PVA (Patterned Vertical Alignment) is developed by Samsung Electronics. Although the company calls it the technology with the best contrast at present, there are also
Same problem with MVA.
S-PVA (Super PVA) was developed by Samsung Electronics to improve the viewing angle and response time of PVA.
C-PVA is developed by Samsung Electronics.

IPS
IPS (In-PlaneSwitching) was developed by Hitachi in 1996 to improve the poor viewing angle and color reproducibility of TN-type panels. This improvement has increased the response time, which is the initial level of 50ms, and the cost of IPS-type panels is also extremely expensive.
In addition to the advantages of IPS technology, S-IPS (Super IPS) improves the update time of pixels. Color rendition is closer to CRTs and prices are lower, however contrast is still very poor and S-IPS is currently only used on larger monitors for professional purposes.

Super PLS
PLS (Plane to Line Switching) is developed by Samsung Electronics. In addition to the amazing viewing angle, it can also improve the screen brightness by 10%. The manufacturing cost is also 15% lower than that of IPS. Currently, the resolution provided is up to WXGA. (1280×800), MacBook Pro with Retina display also uses this kind of display screen produced by Samsung (resolution up to 2880×1800), and the rest still use IPS display screen, the main objects will be concentrated in intelligent Mobile phones and tablet PCs were mass-produced in 2011.

ASV
Sharp developed ASV (Advanced Super-V) technology to improve the viewing angle of TFT.

FFS
Modern electronics use FFS (Fringe FieldSwitching) technology. FFS technology is an advanced extension of IPS (In Plane Switching) wide viewing angle technology. It has the characteristics of low power consumption and high brightness. FFS can be extended to AFFS+ (Advanced FFS+) and HFFS (High aperture FFS) technology, AFFS+ has visibility in sunlight.

OCB
OCB (Optical Compensated Birefringence) is the technology of Japan's Panasonic.

Display industry
Because of the huge cost of building TFT factories, there may not be more than four or five major panel foundries. by monitor
According to the data of DisplaySearch, a research and investigation agency, the international market share ranking is higher than that of Samsung Electronics, LG Display, AUO, Innolux, Sharp, etc.
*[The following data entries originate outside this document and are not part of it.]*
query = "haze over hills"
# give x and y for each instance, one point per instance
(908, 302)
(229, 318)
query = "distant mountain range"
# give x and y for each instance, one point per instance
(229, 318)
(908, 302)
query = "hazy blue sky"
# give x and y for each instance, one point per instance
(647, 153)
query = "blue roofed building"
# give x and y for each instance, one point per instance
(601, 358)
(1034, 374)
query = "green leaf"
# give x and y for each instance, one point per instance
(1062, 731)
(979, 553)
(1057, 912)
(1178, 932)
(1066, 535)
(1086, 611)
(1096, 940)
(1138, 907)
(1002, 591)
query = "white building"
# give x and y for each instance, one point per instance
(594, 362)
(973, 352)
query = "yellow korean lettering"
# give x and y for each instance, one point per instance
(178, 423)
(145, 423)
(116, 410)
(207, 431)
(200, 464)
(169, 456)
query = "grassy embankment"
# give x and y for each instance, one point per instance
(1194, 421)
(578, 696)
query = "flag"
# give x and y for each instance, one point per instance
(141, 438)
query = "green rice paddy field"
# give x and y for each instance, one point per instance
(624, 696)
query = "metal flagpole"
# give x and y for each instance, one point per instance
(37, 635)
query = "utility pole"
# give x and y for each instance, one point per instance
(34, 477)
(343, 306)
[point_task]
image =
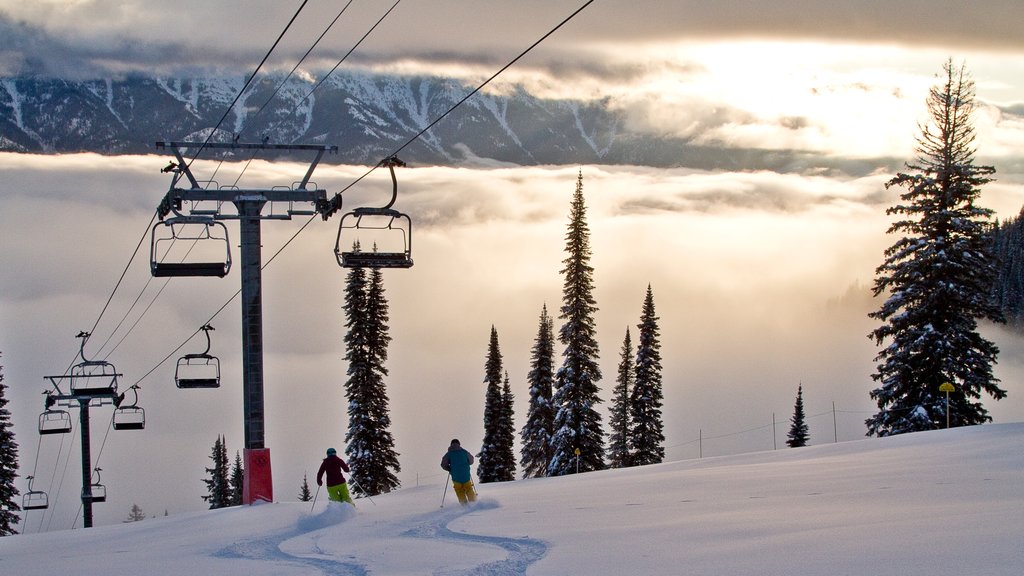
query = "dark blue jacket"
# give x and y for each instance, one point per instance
(457, 461)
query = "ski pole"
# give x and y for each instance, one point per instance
(365, 495)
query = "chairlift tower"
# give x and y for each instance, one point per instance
(90, 383)
(189, 195)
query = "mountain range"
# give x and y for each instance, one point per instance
(369, 117)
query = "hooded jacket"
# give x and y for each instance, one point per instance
(457, 461)
(332, 466)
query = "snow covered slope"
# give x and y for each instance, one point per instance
(940, 502)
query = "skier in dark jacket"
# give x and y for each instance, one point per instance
(332, 466)
(457, 461)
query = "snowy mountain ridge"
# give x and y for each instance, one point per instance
(367, 116)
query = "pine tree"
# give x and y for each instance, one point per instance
(489, 463)
(1009, 289)
(8, 467)
(135, 513)
(619, 419)
(507, 432)
(304, 493)
(647, 434)
(798, 425)
(938, 278)
(217, 483)
(370, 444)
(536, 434)
(578, 424)
(237, 481)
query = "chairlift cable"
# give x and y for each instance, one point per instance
(298, 64)
(248, 82)
(322, 80)
(471, 93)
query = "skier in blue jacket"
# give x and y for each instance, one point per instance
(457, 461)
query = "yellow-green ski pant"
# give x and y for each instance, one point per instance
(339, 493)
(465, 492)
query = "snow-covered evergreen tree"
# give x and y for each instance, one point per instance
(217, 482)
(507, 432)
(619, 419)
(536, 434)
(304, 493)
(134, 515)
(8, 467)
(938, 278)
(370, 444)
(489, 461)
(647, 432)
(237, 480)
(798, 425)
(578, 424)
(1009, 290)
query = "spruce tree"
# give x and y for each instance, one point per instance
(536, 435)
(647, 433)
(489, 463)
(304, 493)
(1009, 290)
(578, 424)
(8, 467)
(507, 432)
(938, 278)
(237, 480)
(370, 444)
(217, 483)
(798, 424)
(134, 515)
(619, 420)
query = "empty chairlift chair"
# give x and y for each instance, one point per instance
(54, 421)
(34, 499)
(94, 377)
(199, 370)
(97, 492)
(189, 246)
(376, 238)
(131, 416)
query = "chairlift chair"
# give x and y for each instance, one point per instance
(204, 236)
(34, 499)
(54, 421)
(199, 370)
(387, 231)
(130, 417)
(97, 492)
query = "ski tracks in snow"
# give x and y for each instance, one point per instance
(520, 552)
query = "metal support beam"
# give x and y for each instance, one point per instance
(86, 462)
(252, 321)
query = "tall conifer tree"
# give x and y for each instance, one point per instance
(218, 482)
(507, 432)
(938, 278)
(798, 424)
(237, 480)
(8, 466)
(619, 420)
(647, 434)
(537, 432)
(489, 465)
(578, 424)
(370, 444)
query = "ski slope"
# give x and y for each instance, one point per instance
(928, 503)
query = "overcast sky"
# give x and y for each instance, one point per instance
(742, 264)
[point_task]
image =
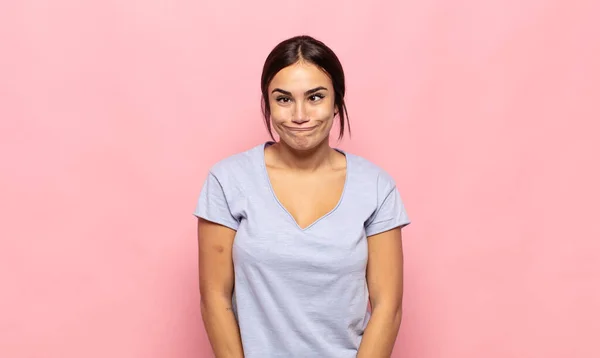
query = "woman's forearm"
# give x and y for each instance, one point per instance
(381, 332)
(221, 326)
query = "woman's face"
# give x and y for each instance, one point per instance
(302, 104)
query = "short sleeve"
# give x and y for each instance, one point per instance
(390, 212)
(212, 204)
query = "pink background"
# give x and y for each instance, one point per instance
(486, 112)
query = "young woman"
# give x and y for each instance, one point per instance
(296, 237)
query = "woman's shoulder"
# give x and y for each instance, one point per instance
(368, 169)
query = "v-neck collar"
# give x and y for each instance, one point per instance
(261, 153)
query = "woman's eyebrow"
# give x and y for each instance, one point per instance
(310, 91)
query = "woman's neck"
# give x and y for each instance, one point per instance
(306, 160)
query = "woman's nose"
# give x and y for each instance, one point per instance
(299, 115)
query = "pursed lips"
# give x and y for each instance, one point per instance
(301, 129)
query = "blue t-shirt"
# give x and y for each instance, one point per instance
(299, 292)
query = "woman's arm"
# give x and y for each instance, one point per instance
(384, 278)
(216, 288)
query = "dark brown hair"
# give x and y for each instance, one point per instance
(305, 48)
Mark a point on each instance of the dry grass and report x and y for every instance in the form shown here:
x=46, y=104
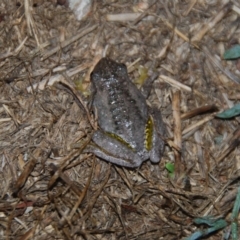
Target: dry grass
x=50, y=189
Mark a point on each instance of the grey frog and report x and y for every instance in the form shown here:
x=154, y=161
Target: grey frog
x=130, y=131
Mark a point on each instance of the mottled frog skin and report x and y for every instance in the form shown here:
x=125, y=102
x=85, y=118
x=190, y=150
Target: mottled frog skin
x=129, y=132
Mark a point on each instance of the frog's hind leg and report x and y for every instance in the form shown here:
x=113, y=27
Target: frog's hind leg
x=113, y=151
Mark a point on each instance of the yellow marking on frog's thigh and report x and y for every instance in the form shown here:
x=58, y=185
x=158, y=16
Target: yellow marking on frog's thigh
x=120, y=140
x=149, y=134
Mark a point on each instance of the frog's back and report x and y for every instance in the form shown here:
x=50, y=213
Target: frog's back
x=121, y=108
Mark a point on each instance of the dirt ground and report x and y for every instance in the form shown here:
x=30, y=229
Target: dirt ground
x=51, y=189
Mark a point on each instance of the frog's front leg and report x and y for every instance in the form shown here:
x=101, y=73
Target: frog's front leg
x=114, y=151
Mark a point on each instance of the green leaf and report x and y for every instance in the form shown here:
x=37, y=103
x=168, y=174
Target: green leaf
x=232, y=53
x=231, y=112
x=170, y=167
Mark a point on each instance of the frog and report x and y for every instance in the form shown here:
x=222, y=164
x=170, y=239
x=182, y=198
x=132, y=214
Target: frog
x=130, y=132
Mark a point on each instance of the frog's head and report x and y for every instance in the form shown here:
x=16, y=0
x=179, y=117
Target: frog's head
x=107, y=70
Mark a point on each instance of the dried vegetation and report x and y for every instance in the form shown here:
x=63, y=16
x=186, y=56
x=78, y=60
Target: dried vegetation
x=50, y=189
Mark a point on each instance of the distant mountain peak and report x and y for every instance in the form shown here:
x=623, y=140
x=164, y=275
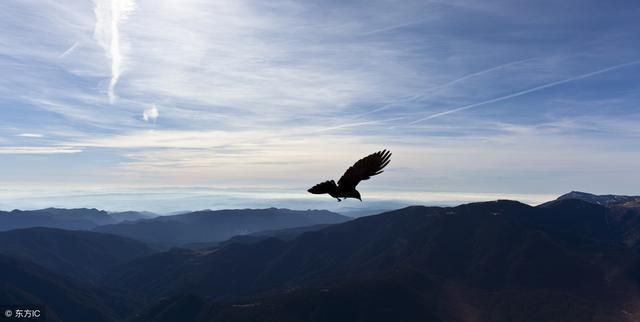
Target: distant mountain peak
x=603, y=200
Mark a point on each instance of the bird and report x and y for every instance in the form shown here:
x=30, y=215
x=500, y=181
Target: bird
x=363, y=169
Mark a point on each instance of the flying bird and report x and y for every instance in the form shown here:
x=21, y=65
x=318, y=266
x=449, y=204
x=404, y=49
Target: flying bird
x=364, y=169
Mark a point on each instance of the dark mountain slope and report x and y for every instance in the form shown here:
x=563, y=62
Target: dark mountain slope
x=81, y=218
x=213, y=226
x=492, y=246
x=25, y=283
x=603, y=200
x=82, y=255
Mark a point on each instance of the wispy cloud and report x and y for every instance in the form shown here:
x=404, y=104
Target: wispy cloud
x=30, y=135
x=37, y=150
x=527, y=91
x=151, y=113
x=109, y=15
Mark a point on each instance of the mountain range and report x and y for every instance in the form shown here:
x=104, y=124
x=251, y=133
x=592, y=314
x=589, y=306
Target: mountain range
x=80, y=218
x=573, y=259
x=214, y=226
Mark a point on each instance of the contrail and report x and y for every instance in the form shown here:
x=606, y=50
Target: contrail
x=109, y=14
x=527, y=91
x=356, y=124
x=68, y=51
x=434, y=89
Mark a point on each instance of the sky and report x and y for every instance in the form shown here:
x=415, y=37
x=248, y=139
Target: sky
x=171, y=105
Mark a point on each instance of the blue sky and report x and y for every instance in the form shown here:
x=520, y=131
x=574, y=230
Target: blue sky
x=171, y=105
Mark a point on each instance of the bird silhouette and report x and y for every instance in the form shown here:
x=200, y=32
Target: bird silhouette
x=364, y=169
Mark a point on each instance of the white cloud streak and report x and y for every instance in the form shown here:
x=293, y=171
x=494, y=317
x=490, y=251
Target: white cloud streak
x=524, y=92
x=109, y=15
x=37, y=150
x=151, y=113
x=30, y=135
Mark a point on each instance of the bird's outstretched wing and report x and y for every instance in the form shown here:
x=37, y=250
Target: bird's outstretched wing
x=324, y=187
x=364, y=169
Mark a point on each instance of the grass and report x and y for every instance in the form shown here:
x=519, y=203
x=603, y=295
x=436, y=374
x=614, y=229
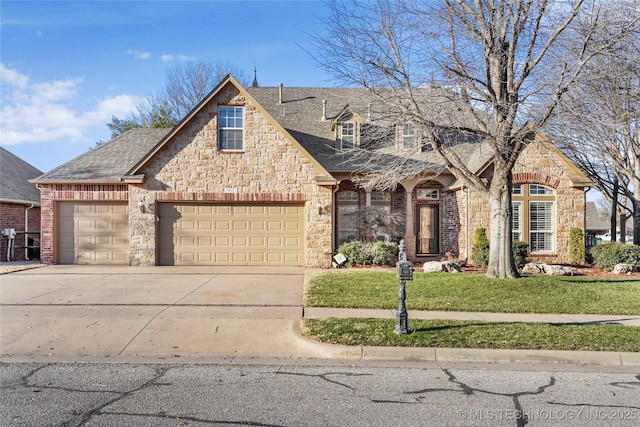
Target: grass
x=476, y=334
x=476, y=292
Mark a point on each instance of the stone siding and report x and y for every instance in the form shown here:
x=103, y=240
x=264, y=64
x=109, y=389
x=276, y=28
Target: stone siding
x=569, y=201
x=271, y=168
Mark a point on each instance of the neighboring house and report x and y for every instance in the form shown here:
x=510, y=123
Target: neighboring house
x=19, y=209
x=262, y=176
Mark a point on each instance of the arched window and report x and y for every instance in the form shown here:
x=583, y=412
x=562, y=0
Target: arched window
x=533, y=219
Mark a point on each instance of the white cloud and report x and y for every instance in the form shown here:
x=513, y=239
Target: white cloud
x=44, y=111
x=139, y=54
x=168, y=57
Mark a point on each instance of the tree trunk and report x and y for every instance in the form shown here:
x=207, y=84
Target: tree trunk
x=614, y=210
x=501, y=262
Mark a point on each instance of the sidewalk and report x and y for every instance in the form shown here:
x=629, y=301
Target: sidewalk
x=190, y=314
x=341, y=313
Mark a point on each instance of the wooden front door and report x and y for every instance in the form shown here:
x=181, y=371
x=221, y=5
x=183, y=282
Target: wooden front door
x=428, y=230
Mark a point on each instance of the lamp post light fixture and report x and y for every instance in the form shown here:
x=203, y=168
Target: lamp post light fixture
x=404, y=272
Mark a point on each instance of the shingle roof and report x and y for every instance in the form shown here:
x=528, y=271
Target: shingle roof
x=108, y=162
x=300, y=114
x=15, y=174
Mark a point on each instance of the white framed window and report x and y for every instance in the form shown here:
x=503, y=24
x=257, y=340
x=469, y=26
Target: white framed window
x=533, y=217
x=540, y=190
x=427, y=194
x=541, y=226
x=516, y=221
x=346, y=205
x=347, y=135
x=230, y=128
x=408, y=136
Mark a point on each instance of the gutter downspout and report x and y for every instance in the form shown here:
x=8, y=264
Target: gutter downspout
x=26, y=230
x=466, y=195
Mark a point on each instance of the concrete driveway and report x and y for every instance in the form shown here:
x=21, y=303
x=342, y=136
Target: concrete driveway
x=155, y=312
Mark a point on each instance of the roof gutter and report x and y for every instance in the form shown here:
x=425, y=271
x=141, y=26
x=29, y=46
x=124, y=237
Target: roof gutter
x=133, y=179
x=20, y=202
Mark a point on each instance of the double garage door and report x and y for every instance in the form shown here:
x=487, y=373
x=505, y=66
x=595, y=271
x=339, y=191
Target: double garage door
x=188, y=234
x=245, y=234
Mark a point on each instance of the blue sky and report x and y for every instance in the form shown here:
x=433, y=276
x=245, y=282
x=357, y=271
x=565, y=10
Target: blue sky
x=67, y=66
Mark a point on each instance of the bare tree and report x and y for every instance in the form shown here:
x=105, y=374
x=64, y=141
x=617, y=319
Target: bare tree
x=491, y=60
x=187, y=84
x=598, y=122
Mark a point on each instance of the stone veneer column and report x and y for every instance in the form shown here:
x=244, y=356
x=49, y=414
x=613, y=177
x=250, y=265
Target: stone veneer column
x=410, y=233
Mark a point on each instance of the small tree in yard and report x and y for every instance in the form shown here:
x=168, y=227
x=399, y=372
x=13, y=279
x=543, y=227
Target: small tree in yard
x=577, y=249
x=487, y=64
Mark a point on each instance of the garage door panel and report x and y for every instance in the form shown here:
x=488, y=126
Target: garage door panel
x=230, y=234
x=92, y=233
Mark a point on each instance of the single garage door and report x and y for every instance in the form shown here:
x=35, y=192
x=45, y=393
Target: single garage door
x=93, y=233
x=247, y=234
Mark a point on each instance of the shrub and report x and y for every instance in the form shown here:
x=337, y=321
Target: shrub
x=480, y=251
x=576, y=246
x=606, y=256
x=368, y=253
x=383, y=253
x=520, y=250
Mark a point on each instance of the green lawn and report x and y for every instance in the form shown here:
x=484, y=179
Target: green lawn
x=475, y=334
x=476, y=292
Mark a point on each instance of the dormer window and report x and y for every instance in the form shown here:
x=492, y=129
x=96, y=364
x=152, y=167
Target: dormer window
x=347, y=135
x=230, y=128
x=408, y=136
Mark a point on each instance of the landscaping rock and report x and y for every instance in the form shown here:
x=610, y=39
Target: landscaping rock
x=624, y=269
x=533, y=268
x=551, y=270
x=439, y=267
x=558, y=270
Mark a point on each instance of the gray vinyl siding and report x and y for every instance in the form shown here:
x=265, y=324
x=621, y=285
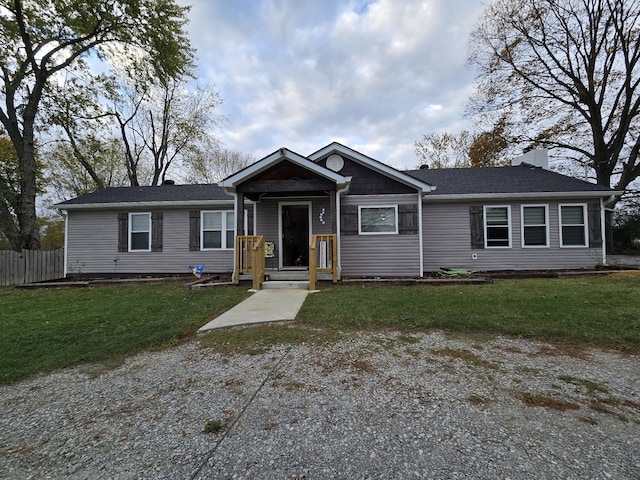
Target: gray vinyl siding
x=447, y=241
x=92, y=247
x=380, y=255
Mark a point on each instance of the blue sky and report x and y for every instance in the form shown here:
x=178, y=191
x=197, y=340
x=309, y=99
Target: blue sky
x=374, y=75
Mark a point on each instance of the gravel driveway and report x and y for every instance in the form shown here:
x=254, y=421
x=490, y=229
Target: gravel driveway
x=377, y=406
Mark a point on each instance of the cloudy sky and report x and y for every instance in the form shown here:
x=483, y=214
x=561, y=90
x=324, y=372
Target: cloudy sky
x=374, y=75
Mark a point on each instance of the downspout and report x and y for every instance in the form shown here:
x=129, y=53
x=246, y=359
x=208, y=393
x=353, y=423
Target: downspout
x=235, y=216
x=603, y=232
x=339, y=192
x=420, y=234
x=66, y=240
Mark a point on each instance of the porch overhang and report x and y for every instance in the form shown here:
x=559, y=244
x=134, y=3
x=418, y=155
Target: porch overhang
x=284, y=173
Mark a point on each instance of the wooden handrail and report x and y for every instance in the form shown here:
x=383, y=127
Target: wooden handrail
x=257, y=263
x=323, y=259
x=250, y=258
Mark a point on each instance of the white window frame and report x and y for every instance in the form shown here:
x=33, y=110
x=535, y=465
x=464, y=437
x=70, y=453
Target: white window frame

Without system and ID assembly, front panel modules are usually divided into three categories in the factory , these three are the number of bright and dark spots, the gray level and color uniformity displayed by the panel, and the general production
quality. In addition, different panels of the same lot will still have a +/-2ms difference in response time. Panels judged to be the worst in quality are later sold to white-label manufacturers.
Panels of poor quality or sizes under 15 inches usually do not contain a digital signal compatible interface DVI, so their future suitability may be limited. The taller 17" or 19" models, for gamers and offices, may have dual display slots: analog D-sub and digital DVI; almost all professional screens will have DVI and The letter mode is turned 90 degrees. In any case, even if a DVI video signal is used, better video quality is not guaranteed: a good video card RAMDAC and a suitable and protected analog VGA cable will also provide the same display

quality.
plant generation
Generally speaking, several generations of a panel factory refer to the maximum size of the glass substrate during its production. The larger the size, the more panels can be cut, and the larger the production capacity, the higher the required technology. However, the length and width of each generation are not strictly defined, and there may be slight differences between panel manufacturers.